Yani halk bu işin siyasi faturasını CHP’ye ve Sol’a kesmişti.

Oysa o zamanın yargıç ve savcıları dik durabilseler ve o zamanın kanunlarına göre bile idamlık olmayan suçlamalara karşı hukukun gereğini yapabilseler, belki de Sol ve CHP bu kadar uzun süre halktan ceza yemeyecekti.

Yani siyasete karşı bağımsız olamayan yargı, halk nazarında hem kendi itibarını bitirdi hem de aslında Sol’u cezalandırmış oldu.

Halk gerek darbe yönetimindeki askerleri gerekse onların sözünden çıkmayan idare ve yargı bürokrasisini CHP’nin ve Sol’un doğal parçası gibi gördü.

CHP ve Sol’u ise sırtını halka değil, askeri ve sivil bürokrasiye dayayan, halktan kopuk ve halkın sorunlarını umursamayan “tuzu kurular” olarak algıladı.

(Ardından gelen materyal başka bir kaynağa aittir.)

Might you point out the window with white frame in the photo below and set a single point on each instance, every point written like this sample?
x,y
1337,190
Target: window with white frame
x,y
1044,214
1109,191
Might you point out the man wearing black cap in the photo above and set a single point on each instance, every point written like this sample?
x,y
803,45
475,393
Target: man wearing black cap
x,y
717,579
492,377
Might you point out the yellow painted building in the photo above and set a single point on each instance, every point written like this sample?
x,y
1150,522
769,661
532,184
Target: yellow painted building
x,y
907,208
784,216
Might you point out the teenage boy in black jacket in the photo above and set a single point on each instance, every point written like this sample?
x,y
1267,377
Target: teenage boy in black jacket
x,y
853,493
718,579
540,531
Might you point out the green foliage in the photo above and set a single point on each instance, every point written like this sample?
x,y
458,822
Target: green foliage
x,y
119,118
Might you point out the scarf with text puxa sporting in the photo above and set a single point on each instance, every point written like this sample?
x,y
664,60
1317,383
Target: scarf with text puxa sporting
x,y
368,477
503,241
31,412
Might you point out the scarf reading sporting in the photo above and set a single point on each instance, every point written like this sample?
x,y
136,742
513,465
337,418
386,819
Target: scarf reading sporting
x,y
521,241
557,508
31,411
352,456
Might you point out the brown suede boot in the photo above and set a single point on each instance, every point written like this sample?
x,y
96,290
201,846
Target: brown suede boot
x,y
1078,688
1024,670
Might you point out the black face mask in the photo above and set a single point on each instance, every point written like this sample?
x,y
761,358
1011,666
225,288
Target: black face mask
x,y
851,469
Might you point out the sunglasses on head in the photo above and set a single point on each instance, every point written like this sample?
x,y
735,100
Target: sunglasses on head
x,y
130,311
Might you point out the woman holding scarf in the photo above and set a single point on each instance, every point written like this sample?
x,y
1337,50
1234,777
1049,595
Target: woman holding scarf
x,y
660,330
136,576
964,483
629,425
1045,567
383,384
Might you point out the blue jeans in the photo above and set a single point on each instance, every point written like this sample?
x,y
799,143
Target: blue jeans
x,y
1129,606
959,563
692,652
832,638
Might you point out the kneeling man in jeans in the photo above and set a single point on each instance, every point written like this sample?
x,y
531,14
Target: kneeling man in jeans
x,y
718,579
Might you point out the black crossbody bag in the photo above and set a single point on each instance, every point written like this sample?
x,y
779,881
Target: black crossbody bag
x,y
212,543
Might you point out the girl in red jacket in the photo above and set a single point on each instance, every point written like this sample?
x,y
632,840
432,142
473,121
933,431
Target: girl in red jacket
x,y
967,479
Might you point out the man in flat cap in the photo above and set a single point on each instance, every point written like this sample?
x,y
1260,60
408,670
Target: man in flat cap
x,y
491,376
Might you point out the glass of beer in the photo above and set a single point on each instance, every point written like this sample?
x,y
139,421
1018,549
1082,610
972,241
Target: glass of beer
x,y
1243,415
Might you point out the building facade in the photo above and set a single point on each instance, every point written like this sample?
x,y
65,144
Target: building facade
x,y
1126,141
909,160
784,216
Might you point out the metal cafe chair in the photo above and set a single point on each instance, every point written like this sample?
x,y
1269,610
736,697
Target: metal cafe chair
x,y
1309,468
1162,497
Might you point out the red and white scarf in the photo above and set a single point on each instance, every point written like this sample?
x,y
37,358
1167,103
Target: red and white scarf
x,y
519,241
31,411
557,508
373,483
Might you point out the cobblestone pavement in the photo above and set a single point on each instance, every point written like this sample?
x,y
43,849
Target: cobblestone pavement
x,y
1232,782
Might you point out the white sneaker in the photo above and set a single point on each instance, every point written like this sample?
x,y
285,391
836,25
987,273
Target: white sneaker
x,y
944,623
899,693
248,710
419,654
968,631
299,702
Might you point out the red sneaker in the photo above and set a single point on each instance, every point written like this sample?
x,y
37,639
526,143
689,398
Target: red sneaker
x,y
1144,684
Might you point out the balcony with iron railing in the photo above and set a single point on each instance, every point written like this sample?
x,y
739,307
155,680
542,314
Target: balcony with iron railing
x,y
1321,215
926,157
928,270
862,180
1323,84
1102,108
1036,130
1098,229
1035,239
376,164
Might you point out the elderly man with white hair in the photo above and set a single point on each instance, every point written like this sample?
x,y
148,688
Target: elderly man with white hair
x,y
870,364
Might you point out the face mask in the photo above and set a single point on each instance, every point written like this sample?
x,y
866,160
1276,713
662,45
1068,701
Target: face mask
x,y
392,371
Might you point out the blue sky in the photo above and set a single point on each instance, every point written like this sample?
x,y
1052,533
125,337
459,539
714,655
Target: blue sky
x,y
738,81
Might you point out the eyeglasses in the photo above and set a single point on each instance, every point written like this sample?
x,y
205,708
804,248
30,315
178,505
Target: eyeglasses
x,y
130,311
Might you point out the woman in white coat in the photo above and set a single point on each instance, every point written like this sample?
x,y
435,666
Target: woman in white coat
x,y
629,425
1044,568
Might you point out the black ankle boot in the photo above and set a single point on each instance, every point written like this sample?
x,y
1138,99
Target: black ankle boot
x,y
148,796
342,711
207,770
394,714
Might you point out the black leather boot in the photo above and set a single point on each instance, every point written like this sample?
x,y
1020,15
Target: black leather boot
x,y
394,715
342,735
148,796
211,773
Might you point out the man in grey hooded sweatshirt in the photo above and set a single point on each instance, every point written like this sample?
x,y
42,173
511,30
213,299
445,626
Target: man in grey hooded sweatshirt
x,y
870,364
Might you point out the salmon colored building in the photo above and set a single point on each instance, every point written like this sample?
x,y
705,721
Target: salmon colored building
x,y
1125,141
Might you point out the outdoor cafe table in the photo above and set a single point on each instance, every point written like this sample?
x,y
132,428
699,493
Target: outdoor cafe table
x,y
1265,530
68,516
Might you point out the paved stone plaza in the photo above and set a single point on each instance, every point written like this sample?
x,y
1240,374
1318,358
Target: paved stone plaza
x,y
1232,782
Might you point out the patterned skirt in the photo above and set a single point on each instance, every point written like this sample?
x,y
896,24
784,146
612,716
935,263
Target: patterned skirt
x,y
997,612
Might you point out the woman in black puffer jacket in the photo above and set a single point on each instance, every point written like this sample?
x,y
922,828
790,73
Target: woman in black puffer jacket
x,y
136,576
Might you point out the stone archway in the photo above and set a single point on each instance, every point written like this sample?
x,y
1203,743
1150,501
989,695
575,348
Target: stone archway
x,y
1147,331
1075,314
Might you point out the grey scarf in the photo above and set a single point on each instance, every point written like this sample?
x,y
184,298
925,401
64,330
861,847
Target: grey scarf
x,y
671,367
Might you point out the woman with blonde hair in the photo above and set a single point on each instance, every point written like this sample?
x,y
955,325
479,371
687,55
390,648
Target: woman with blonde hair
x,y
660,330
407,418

Bunun sonucunda da siyaseten uzun süren bir ceza kesti.

2000’lerden sonra CHP ve Sol bir-iki kez koalisyon iktidar ortağı olabildiyse de bunu daha istikrarlı ve tek başına iktidara dönüştürememesinin nedenleri başka ve siyasi beceriksizlik ve yönetimsel basiretsizlik asli nedeni.

Sol ve CHP’nin yeni şansı

O halde Türkiye’de Sol siyaset belki de 40-45 yıllık bir dönemde yargı erkinin siyasi güç odaklarına karşı bağımsız duramamasının ve adaletin ve hukukun gereğini yapamamasının ceremesini çekti.

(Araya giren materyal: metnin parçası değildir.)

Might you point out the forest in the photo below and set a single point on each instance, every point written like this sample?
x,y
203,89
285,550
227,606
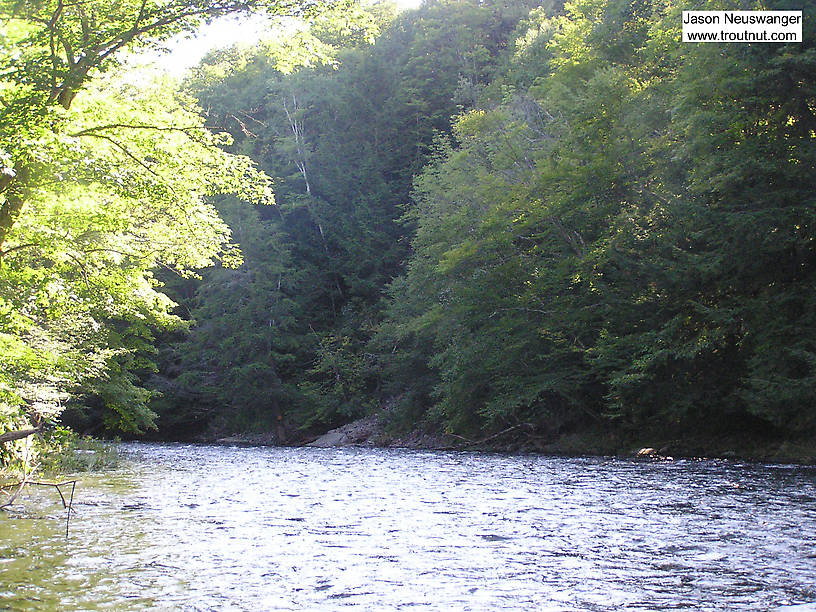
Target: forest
x,y
526,216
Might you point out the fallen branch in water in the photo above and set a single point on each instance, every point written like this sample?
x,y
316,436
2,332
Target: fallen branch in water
x,y
69,505
18,434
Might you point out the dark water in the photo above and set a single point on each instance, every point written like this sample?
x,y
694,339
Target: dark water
x,y
214,528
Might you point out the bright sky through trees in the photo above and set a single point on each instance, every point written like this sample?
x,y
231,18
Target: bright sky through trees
x,y
185,52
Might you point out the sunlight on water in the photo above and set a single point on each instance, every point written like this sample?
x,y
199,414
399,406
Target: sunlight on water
x,y
212,528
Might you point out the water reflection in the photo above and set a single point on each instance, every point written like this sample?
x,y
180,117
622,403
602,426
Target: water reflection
x,y
206,528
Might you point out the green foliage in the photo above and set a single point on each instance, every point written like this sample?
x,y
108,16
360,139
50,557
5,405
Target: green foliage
x,y
67,453
342,141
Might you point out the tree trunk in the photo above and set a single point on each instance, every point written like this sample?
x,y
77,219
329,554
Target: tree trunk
x,y
18,434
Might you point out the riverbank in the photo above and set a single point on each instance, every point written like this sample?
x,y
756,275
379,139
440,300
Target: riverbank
x,y
373,431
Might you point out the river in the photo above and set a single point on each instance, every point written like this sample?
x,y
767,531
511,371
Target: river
x,y
188,527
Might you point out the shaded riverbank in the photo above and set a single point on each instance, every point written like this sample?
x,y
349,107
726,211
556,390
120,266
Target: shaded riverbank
x,y
374,431
182,527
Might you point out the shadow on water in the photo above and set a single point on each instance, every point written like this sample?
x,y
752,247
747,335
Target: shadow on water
x,y
201,527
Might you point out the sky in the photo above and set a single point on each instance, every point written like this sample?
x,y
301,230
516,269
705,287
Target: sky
x,y
185,52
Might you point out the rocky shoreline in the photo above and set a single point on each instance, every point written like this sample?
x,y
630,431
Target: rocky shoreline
x,y
371,431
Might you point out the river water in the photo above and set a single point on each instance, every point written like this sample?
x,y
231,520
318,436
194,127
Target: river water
x,y
183,527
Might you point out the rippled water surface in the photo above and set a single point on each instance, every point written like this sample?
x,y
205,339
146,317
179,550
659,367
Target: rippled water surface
x,y
216,528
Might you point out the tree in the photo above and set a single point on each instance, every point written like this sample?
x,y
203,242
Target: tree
x,y
102,181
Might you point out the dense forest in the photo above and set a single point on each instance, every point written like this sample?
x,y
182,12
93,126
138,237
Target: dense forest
x,y
498,216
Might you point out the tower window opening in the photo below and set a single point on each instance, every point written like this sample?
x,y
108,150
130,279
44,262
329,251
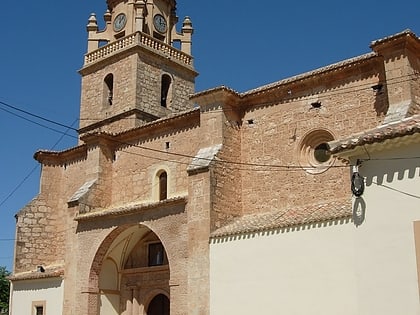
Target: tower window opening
x,y
321,153
316,104
156,254
109,88
163,186
165,87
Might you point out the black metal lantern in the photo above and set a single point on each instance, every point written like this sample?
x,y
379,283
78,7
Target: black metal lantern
x,y
357,184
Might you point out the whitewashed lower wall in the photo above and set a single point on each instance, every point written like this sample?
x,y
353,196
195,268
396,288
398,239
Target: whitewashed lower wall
x,y
287,272
24,293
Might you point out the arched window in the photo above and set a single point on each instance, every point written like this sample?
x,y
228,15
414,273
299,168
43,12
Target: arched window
x,y
163,186
165,89
108,89
159,305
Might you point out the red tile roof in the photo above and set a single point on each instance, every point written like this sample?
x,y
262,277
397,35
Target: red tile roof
x,y
288,217
402,128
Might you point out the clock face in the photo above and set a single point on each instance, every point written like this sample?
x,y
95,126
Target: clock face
x,y
160,23
119,22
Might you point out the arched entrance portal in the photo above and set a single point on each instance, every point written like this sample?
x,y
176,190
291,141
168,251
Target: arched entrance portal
x,y
135,265
159,305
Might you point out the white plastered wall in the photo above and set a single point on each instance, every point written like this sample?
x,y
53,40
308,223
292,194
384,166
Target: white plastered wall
x,y
26,292
303,271
359,268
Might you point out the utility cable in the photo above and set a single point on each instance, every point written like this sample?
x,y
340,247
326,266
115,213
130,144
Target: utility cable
x,y
34,168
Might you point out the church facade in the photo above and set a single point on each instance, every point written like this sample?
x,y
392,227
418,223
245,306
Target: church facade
x,y
215,202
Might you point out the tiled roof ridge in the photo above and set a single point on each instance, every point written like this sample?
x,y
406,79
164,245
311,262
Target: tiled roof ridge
x,y
302,76
159,121
395,129
406,32
83,147
305,75
287,217
55,271
131,208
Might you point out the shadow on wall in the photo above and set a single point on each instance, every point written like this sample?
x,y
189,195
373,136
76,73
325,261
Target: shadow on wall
x,y
389,171
359,211
385,173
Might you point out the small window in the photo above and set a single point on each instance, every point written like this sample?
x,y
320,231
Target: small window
x,y
156,254
163,186
109,89
165,87
38,308
321,153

Bunun sonucu olarak ise siyasette rakipsiz kalan Sağ, belki de iktidarda hak ettiğinden çok daha uzun süre kaldı. Sol taraftan alternatif olmaması haksız rekabet doğurdu ve potansiyel siyasi rekabet ortamı ile ülkenin daha ileri gitmesine ve en azından sosyo-kültürel açıdan gelişmesine belki de engel oldu.

Bundan daha da üzücü olan ise yargının yaklaşık 60 yıldır bu konuda pek bir mesafe ve ilerleme kaydedememesi.

Son gelişmeler maalesef bu tezi doğruluyor.

Bu arada Yassıada sonrasındaki siyasi gelişmelerden şimdikinin iki önemli farkı var gibi görünüyor:

İlk fark, askeri, idari ve yargı bürokrasisine sırtını dayayıp halktan kopma sırası CHP ve Sol’dan mevcut Sağ iktidar bloğuna (AKP ve MHP) geçmiş gibi görünüyor.

Halka daha yakın olan ve halkın somut sorunlarını daha çok dert edinen ve bunu da gösteren artık CHP.

İkinci fark ise CHP ve Sol’da çok uzun süredir ilk defa siyaseten basiretli ve becerikli bir yönetici ve potansiyel lider kadrosu bulunuyor.

Ekrem İmamoğlu, Mansur Yavaş, Özgür Özel bu konuda herkesin hemfikir olduğu isimler.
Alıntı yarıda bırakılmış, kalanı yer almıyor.